The night got off to a strange start as wades of people strolled around Exeter in search of this surprisingly mysterious event. With tickets having sold out in advance in March for the tour, I was expecting the noise of the DJ to help me find the new venue. Unfortunately, the infamous Cellar door is an underground wonder with no signs or advertisement pointing to the secret underground vaulted club. With a strong mixture of graffiti, neon lights and beats that left you with a with a palpitating heart, it was easy to see why it was more suited to the music, audience and whole ethos of the event than the Lemmy would have been.
The beats were strong, the smell of hard alcohol was wafting around and we were all just pleased to have found the place
The music was extreme and electric, with everyone dancing (or mostly jumping, raving and ramming into each other) until 3am to the mix-up of traditional and less traditional garage beats. No matter how close I got to the stage, I could never see where the steady deep voice was coming from. A slight glance at the tip of his head or a microphone-laden hand waving in the air was as close as the drunk bouncing crowd ever got to the famous DJ.
As a strange replacement, the whole audience did receive an amazing view of the two scary and bored bodyguards established brutally between the increasingly packed and mosh-pit like crowd and the flat stage. However, no one cared that most people didn’t know the words (and couldn’t hear the words over the bass). The beats were strong, the smell of hard alcohol was wafting around and we were all just pleased to have found the place.

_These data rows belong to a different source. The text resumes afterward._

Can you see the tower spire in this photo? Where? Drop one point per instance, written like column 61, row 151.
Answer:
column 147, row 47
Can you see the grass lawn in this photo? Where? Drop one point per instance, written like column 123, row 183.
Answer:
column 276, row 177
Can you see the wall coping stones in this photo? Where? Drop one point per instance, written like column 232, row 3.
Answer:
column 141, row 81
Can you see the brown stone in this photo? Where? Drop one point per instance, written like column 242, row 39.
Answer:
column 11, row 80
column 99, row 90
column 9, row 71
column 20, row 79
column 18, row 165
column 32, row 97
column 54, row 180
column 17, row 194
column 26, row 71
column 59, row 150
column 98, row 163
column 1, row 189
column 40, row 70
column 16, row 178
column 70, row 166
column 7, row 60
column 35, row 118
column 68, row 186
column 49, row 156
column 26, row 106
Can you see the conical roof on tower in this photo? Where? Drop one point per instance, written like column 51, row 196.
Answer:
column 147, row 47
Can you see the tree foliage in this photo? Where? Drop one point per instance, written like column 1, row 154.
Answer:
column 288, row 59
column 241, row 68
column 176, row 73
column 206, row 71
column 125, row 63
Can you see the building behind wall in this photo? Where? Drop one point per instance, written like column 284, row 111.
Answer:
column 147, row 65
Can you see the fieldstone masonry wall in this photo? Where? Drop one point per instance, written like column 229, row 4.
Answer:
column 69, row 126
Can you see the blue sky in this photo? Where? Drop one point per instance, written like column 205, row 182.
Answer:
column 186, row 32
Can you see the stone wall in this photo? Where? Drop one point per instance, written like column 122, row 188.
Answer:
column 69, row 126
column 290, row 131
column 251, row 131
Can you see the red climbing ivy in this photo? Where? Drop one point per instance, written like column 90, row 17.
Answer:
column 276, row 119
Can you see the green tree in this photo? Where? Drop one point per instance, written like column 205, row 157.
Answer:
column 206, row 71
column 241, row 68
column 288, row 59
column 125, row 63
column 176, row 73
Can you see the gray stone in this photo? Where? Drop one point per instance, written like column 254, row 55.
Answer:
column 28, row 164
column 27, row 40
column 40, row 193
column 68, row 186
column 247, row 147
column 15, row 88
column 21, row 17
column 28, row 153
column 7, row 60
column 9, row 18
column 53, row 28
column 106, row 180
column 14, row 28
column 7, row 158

The entry stamps we all received on our arms resembled a hardcore underground garage-cult, which represented the whole feel of the night perfectly. There were no heels in sight, and no students destined for Unit 1 hanging around. This night was a night for the diehard garage rockers to pull on their low capped hats and jump around as electrically as they could to the sometimes monotonous beats, before returning home to get ready for the rugby the next day. So, if garage and thumping music in tightly packed spaces is your thing then this was definitely the night for you, and I doubt I will have such a strangely electric experience from an invisible DJ ever again.